Hiernach hätte die Klägerin keine besonderen Vorkehrungen etwa in Form einer Posteingangskontrolle durch andere Personen organisieren oder gar einen Vertreter bestellen müssen. Die Klägerin war zum einen nur vorübergehend, und zwar nicht einmal zwei Wochen, ortsabwesend. Zum anderen liegen auch nach Aktenlage keine besonderen Umstände vor, die solche Vorkehrungen angezeigt erscheinen ließen. So musste die Klägerin Mitte Oktober 2022 nicht konkret mit der Zusendung eines die Unterhaltsvorschussleistungen einstellenden Bescheides durch den Beklagten rechnen. Zwar fand am 9. September 2022 im Nachgang zur schriftlichen Anhörung mit Schreiben vom 2. September 2022 ein Anhörungstermin bei dem Beklagten mit der Klägerin statt. Dem Protokoll dieses Anhörungstermins ist jedoch zu entnehmen, dass noch keine Entscheidung gefallen sei, ob der Anspruch weiterhin bestehe oder nicht, sowie dass dies im Laufe der nächsten Zeit vom zuständigen Sachbearbeiter geprüft werde und die Klägerin dann per Schreiben informiert werden würde. Ein konkreter Zeitraum für eine Entscheidung ist dem Protokoll nicht zu entnehmen. Dass die Klägerin insofern strenger zu behandeln sein soll als ein bereits vernommener Beschuldigter in einem Strafverfahren ist nicht zu rechtfertigen.

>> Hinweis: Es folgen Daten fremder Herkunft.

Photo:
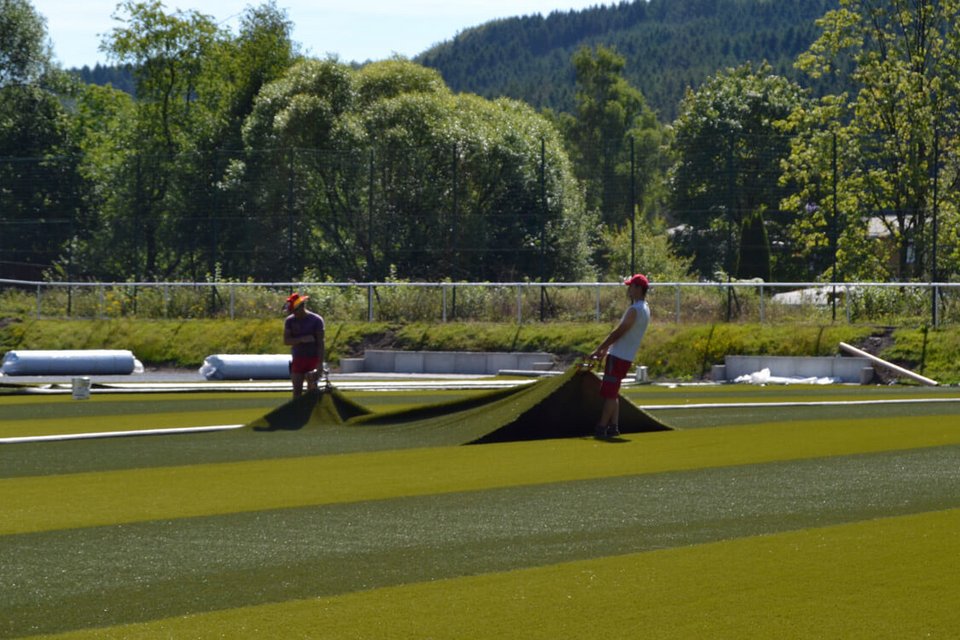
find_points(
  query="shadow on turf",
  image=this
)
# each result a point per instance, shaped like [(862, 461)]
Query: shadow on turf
[(564, 406)]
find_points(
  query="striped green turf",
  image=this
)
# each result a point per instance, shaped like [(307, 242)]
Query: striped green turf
[(889, 578), (159, 568), (55, 415), (754, 530), (36, 503)]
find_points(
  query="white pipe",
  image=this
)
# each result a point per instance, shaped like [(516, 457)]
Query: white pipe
[(888, 365)]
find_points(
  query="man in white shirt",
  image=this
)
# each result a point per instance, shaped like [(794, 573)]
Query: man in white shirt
[(620, 348)]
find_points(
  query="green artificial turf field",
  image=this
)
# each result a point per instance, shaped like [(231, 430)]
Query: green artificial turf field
[(801, 521)]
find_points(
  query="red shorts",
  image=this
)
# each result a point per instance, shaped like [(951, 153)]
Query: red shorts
[(303, 365), (614, 371)]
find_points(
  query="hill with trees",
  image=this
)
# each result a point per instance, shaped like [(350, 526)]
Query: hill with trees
[(668, 45)]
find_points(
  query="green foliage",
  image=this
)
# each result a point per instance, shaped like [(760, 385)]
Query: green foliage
[(671, 351), (889, 136), (403, 159), (25, 56), (669, 46), (646, 248), (725, 178)]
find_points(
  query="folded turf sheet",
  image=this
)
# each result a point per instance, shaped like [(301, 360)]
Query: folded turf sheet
[(559, 407)]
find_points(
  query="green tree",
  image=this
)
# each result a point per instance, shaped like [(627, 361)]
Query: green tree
[(25, 56), (167, 53), (41, 191), (894, 133), (172, 209), (724, 184), (608, 112), (383, 171)]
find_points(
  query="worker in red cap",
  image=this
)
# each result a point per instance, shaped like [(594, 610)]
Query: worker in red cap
[(303, 331), (620, 348)]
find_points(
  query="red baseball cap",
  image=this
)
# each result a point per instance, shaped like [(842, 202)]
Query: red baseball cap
[(294, 301), (638, 279)]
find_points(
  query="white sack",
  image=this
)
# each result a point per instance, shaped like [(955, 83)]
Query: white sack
[(225, 366), (69, 362)]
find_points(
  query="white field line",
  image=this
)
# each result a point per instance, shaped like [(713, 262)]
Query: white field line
[(798, 403), (645, 407), (119, 434)]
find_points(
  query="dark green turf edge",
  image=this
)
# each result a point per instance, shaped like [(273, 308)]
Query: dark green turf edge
[(57, 581), (736, 416), (50, 458), (61, 408), (564, 406)]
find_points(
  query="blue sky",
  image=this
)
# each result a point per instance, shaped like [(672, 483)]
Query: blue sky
[(355, 30)]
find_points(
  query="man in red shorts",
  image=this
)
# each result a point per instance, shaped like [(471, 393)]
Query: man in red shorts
[(303, 331), (620, 348)]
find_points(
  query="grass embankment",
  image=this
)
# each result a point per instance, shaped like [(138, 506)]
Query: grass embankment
[(671, 351), (809, 528)]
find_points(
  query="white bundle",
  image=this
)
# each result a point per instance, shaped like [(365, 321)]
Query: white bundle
[(225, 366), (70, 362)]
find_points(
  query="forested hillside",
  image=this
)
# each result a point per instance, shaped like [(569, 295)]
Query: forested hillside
[(669, 45)]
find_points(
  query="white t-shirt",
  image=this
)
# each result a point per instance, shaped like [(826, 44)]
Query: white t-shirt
[(626, 347)]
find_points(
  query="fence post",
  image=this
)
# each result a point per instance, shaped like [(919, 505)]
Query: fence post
[(761, 303)]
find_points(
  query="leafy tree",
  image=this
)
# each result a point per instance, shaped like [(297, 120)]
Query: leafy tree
[(25, 55), (895, 135), (382, 170), (195, 86), (608, 111), (724, 183), (39, 185), (167, 52)]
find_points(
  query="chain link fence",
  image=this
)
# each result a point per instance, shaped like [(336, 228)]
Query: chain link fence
[(931, 304)]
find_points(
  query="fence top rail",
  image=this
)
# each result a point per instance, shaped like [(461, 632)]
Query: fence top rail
[(653, 285)]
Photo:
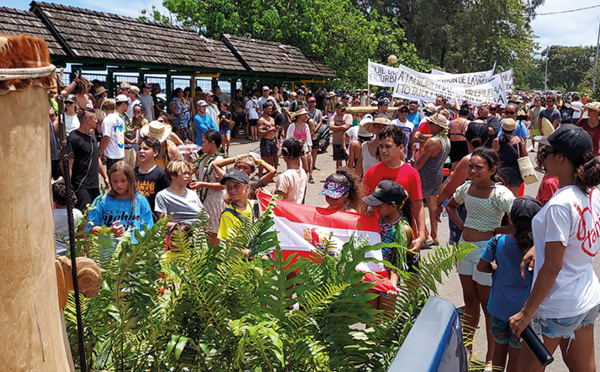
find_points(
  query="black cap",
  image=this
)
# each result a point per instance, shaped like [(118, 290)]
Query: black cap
[(524, 208), (571, 141), (389, 192), (236, 175)]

bb) Das Verwaltungsgericht hat jedoch zu Recht darauf abgestellt, dass die Klägerin auch ungeachtet dessen nicht die Sorgfalt hat walten lassen, die für einen gewissenhaften, seine Rechte und Pflichten sachgerecht wahrnehmenden Beteiligten geboten und zumutbar ist. Denn die Klägerin hat von dem Inhalt des Bescheides nach ihrem eigenen Vorbringen noch während der laufenden Widerspruchsfrist Kenntnis genommen; die verspätete Einlegung des Widerspruchs beruhte allein auf einem vermeidbaren Irrtum bei der Fristberechnung. Soweit die Klägerin nämlich darauf verweist, sie sei davon ausgegangen, dass die Widerspruchsfrist erst ab dem Tag zu laufen beginne, an dem sie den Bescheid nach ihrer Urlaubsrückkehr zur Kenntnis genommen habe - mithin am 29. Oktober 2022 -, entschuldigt ein solcher Rechtsirrtum nach der ständigen Rechtsprechung des Bundesverwaltungsgerichts das Versäumen der Widerspruchsfrist regelmäßig nicht (BVerwG, Beschl. v. 15.8.2017 - 4 B 38.17 -, juris Rn. 6). Ein juristisch nicht vorgebildeter Bürger muss sich bei ihm nicht geläufigen Rechtsfragen grundsätzlich in geeigneter Weise juristischen Rat holen (BVerwG, Beschl. v. 14.9.1998 - 8 B 154.98 -, juris Rn. 5; Hoppe in: Eyermann, 16. Aufl. 2022, VwGO § 60 Rn. 23). Dies hat die Klägerin zu spät getan. Zwar hat sie sich juristischen Rat gesucht und einen Prozessbevollmächtigten bereits vor Einlegung des Widerspruchs am 21. November 2022 bestellt. Dies geschah laut Vollmacht jedoch erst am 18. November 2022, mithin drei Wochen, nachdem sie von dem Bescheid Kenntnis erlangt hat. Der Klägerin hätten zumindest Zweifel kommen müssen, dass die Bekanntgabe, auf die in der Rechtsmittelbelehrung des Bescheides verwiesen wurde, nicht von einem in ihrem "Belieben" stehenden Tag abhängig sein kann (vgl. BVerwG, Beschl. v. 14.9.1998 - 8 B 154.98 -, juris Rn. 5).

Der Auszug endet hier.